[HANDS-ON BUG] Mean_rewards value is always 1.0 for FrozenLake-v1 without slippery

Question

[HANDS-ON BUG] Mean_rewards value is always 1.0 for FrozenLake-v1 without slippery

philippejuhel opened this issue 10 months ago · 1 comments

Describe the bug

For Unit2 hands-on, in the evaluate_agent function, the env.reset() is in the for episode loop which means that, for the FrozenLake-v1 environment, without slippery, the initial state and the following action-state will always be the same so the total_rewards_ep is always 1.0.

Just before this line :
mean_reward = np.mean(episode_rewards)
I've added this line :
print(episode_rewards)

and it always shows :

[1.0, 1.0, 1.0, 1.0, 1.0, 1.0, 1.0, 1.0, 1.0, 1.0, ..., 1.0]
Mean_reward=1.00 +/- 0.00

So, we need another metric.

Material

Did you use Google Colab?
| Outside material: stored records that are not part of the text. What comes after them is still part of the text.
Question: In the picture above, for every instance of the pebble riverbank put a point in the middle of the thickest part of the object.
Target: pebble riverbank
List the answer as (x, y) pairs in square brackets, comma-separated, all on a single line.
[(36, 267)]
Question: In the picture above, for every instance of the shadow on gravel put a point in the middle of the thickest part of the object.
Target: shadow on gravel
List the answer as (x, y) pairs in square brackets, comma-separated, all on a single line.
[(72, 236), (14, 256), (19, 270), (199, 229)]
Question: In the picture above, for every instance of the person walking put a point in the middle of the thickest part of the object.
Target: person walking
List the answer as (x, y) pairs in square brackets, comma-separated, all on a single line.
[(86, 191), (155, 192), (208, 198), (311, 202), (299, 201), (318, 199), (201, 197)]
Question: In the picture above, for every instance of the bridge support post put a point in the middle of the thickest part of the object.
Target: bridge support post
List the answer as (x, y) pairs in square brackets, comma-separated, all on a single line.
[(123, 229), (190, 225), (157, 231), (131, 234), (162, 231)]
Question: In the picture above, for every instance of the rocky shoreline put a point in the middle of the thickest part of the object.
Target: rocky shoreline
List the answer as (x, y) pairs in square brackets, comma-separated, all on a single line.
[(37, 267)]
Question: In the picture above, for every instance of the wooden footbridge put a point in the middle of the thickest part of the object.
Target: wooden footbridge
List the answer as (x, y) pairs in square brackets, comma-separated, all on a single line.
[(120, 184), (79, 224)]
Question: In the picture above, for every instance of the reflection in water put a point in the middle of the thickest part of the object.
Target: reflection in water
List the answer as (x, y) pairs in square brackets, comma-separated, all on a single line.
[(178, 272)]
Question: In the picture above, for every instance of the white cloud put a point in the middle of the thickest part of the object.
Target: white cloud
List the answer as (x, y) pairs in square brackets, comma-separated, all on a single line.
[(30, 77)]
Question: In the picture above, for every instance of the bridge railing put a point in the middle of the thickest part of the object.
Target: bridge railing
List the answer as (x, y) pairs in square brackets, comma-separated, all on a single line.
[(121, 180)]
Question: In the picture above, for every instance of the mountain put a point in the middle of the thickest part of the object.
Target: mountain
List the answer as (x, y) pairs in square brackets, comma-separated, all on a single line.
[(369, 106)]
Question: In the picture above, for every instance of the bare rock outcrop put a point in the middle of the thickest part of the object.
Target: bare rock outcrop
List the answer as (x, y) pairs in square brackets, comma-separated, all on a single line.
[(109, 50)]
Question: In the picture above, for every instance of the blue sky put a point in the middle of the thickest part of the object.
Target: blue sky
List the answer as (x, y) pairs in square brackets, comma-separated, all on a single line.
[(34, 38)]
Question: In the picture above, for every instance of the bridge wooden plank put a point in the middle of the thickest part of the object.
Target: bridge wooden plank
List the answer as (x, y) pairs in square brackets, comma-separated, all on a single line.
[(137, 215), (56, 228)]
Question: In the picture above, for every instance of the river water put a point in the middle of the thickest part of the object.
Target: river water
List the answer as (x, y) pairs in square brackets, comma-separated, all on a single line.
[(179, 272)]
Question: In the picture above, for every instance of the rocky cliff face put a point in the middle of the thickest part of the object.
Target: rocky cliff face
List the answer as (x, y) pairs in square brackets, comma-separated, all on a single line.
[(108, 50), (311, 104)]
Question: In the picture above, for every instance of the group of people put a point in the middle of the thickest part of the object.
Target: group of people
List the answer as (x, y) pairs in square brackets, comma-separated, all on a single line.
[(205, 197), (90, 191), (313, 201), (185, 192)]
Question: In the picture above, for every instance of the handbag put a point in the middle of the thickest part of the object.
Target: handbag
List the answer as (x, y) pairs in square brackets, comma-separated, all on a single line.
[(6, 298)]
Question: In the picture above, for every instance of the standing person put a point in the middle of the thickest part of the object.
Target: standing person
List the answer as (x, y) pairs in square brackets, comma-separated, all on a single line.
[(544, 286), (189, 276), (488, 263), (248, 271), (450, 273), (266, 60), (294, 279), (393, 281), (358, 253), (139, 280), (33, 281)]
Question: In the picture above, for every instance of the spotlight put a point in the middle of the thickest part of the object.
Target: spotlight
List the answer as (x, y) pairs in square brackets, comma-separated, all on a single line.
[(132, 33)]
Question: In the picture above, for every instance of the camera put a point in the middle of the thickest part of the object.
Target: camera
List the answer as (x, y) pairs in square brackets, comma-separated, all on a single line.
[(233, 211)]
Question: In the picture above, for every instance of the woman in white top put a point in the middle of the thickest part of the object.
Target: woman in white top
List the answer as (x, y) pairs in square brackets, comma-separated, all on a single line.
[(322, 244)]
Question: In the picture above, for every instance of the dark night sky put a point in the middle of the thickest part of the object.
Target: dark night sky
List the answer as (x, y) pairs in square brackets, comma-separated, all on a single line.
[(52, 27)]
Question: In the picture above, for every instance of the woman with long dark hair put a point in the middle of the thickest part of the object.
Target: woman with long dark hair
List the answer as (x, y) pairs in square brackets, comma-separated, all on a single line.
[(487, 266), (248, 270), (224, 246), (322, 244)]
Yes

Answer 1 · 2023-12-22T18:14:24.000Z

Hello,

I've only taken a quick look at the handbook and the code for now, but I wonder if this might be desired behavior, because we do need to reset the agent at every evaluation episode, and if the environment is deterministic (non-slippery), we would always expect the same result/reward with a deterministic policy (greedy is used for evaluation, always selecting the best action).

While testing for multiple episodes in this case might not affect the results (the number of eval episodes is configurable), the same evaluation code should work for slippery version.